Predictable Processor Performance

empz · November 30, 2024, 11:00pm

I’m still experiencing throttling on my worker machines without a logical cause.

This chart shows the machine has over 10s of balance and no CPU utilization whatsoever, the balance drops suddenly.

After the balance is depleted, any further CPU usage is heavily throttled and the worker can’t even complete it tasks which usually takes less than a minute and gets into an unresponsive state, powered on, not being able to do anything with the following logs:

Between this and the constant global incidents, I just can’t see how can I trust this platform to build anything more than just a regular web service…

Can you please give us an update on this matter? Is this really how it’s supposed to work? I don’t think anybody really understand it…

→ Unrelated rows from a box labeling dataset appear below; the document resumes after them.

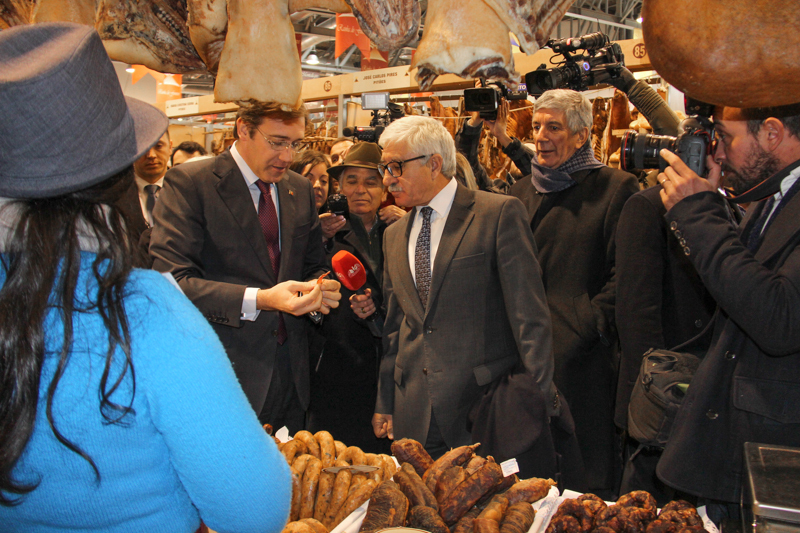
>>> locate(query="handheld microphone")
[331,250,383,337]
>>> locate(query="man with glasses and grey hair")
[510,89,639,494]
[368,116,560,457]
[150,102,340,433]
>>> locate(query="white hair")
[378,115,456,178]
[533,89,594,134]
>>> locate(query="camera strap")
[730,159,800,204]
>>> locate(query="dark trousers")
[425,409,450,460]
[258,344,306,435]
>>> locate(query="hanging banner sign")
[334,13,370,57]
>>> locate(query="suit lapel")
[428,185,475,309]
[277,176,297,281]
[214,152,276,284]
[392,210,425,322]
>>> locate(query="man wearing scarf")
[510,89,639,499]
[656,104,800,522]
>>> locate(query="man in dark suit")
[373,116,559,457]
[657,105,800,522]
[150,103,340,432]
[614,186,716,506]
[510,89,639,499]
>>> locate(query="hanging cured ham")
[186,0,228,74]
[347,0,420,51]
[214,0,303,107]
[411,0,519,91]
[642,0,800,107]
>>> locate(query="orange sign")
[335,13,370,57]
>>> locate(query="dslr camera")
[342,93,405,143]
[525,32,625,97]
[620,96,714,176]
[464,78,528,120]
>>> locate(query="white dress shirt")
[761,167,800,233]
[136,176,164,226]
[231,141,281,321]
[408,178,458,284]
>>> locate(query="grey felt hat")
[328,143,383,179]
[0,22,168,198]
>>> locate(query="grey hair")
[378,115,456,179]
[533,89,594,135]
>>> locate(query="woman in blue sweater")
[0,23,321,533]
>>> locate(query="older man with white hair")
[510,89,639,499]
[373,116,559,457]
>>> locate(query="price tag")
[500,459,519,477]
[275,426,292,444]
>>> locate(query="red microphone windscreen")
[331,250,367,292]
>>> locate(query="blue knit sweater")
[0,252,291,533]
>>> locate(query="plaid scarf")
[531,141,604,194]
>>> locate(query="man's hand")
[656,148,722,211]
[372,413,394,440]
[256,280,342,316]
[319,213,347,241]
[378,205,406,226]
[486,98,511,148]
[350,289,375,318]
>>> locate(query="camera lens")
[620,131,676,171]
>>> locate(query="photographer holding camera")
[657,104,800,523]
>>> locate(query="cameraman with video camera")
[657,104,800,523]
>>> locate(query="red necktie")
[256,180,289,344]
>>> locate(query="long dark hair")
[0,167,135,506]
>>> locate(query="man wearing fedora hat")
[150,102,340,432]
[0,23,298,533]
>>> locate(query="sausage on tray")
[314,431,336,468]
[359,480,410,533]
[392,439,433,477]
[300,457,322,519]
[422,444,480,494]
[439,461,503,525]
[408,505,450,533]
[500,502,536,533]
[294,430,319,459]
[331,479,376,529]
[394,463,439,511]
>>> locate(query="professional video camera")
[342,93,405,143]
[464,78,528,120]
[620,96,714,176]
[525,32,625,96]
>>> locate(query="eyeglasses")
[256,128,303,152]
[378,155,430,178]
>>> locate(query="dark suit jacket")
[150,151,324,412]
[308,220,390,453]
[510,167,639,490]
[657,181,800,502]
[375,185,555,446]
[614,186,716,428]
[117,180,153,268]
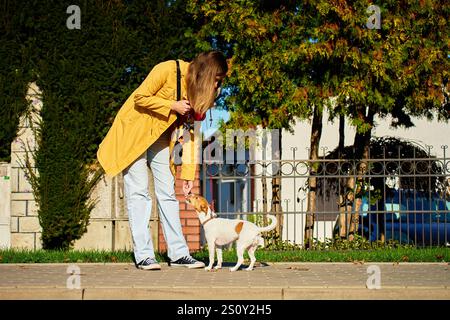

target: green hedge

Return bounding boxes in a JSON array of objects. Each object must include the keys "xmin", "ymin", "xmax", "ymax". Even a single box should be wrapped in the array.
[{"xmin": 0, "ymin": 0, "xmax": 202, "ymax": 249}]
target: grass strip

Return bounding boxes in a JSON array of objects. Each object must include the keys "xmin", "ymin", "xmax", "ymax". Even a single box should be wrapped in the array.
[{"xmin": 0, "ymin": 248, "xmax": 450, "ymax": 263}]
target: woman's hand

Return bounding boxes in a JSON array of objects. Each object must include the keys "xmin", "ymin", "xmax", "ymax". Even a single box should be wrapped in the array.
[
  {"xmin": 170, "ymin": 100, "xmax": 191, "ymax": 116},
  {"xmin": 183, "ymin": 180, "xmax": 194, "ymax": 197}
]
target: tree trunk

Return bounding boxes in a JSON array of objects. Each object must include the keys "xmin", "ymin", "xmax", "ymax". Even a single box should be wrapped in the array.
[
  {"xmin": 270, "ymin": 130, "xmax": 284, "ymax": 240},
  {"xmin": 349, "ymin": 108, "xmax": 374, "ymax": 241},
  {"xmin": 339, "ymin": 114, "xmax": 345, "ymax": 158},
  {"xmin": 338, "ymin": 115, "xmax": 353, "ymax": 238},
  {"xmin": 304, "ymin": 107, "xmax": 323, "ymax": 249}
]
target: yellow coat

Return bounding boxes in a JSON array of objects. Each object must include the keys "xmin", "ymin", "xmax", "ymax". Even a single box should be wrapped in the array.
[{"xmin": 97, "ymin": 60, "xmax": 196, "ymax": 180}]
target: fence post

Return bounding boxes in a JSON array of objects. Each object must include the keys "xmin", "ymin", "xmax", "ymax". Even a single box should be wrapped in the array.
[{"xmin": 0, "ymin": 162, "xmax": 11, "ymax": 249}]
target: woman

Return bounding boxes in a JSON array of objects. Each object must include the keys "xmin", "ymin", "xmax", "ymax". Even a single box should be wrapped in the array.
[{"xmin": 97, "ymin": 51, "xmax": 228, "ymax": 270}]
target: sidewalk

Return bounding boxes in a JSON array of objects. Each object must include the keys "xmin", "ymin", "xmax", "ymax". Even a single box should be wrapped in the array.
[{"xmin": 0, "ymin": 263, "xmax": 450, "ymax": 300}]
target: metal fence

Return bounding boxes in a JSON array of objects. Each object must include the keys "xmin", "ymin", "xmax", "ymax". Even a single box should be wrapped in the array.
[{"xmin": 202, "ymin": 146, "xmax": 450, "ymax": 247}]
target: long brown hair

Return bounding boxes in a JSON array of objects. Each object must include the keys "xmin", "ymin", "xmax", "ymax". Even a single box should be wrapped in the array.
[{"xmin": 186, "ymin": 51, "xmax": 228, "ymax": 114}]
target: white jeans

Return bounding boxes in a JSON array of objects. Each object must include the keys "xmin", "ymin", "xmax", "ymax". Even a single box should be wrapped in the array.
[{"xmin": 124, "ymin": 131, "xmax": 189, "ymax": 263}]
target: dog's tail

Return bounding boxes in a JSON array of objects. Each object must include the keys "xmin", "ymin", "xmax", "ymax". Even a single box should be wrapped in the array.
[{"xmin": 259, "ymin": 214, "xmax": 277, "ymax": 232}]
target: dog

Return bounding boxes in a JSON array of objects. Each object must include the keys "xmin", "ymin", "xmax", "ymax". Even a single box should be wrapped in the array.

And are we all supposed to get on the $30 support plan to get these kind of questions answered…? Come on guys, you have a great thing going on here, don’t mess it up. I’d have preferred that you increased the price on the shared machines than to come up with this weird throttling mechanism…

khuezy · November 30, 2024, 11:34pm

@btoews is this still true? Sounds like a lot of people are experiencing poorer performance. Or are they just the vocal minority.

charsleysa · December 1, 2024, 12:22am

That chart can be a little misleading because the utilization is only at the time of the metric collection, which I believe is every 15s. So if your utilization spikes then drops between the metrics collections then the metric won’t show that spike.

Instead take a look at the Load Average chart, it should give you a better picture of utilization.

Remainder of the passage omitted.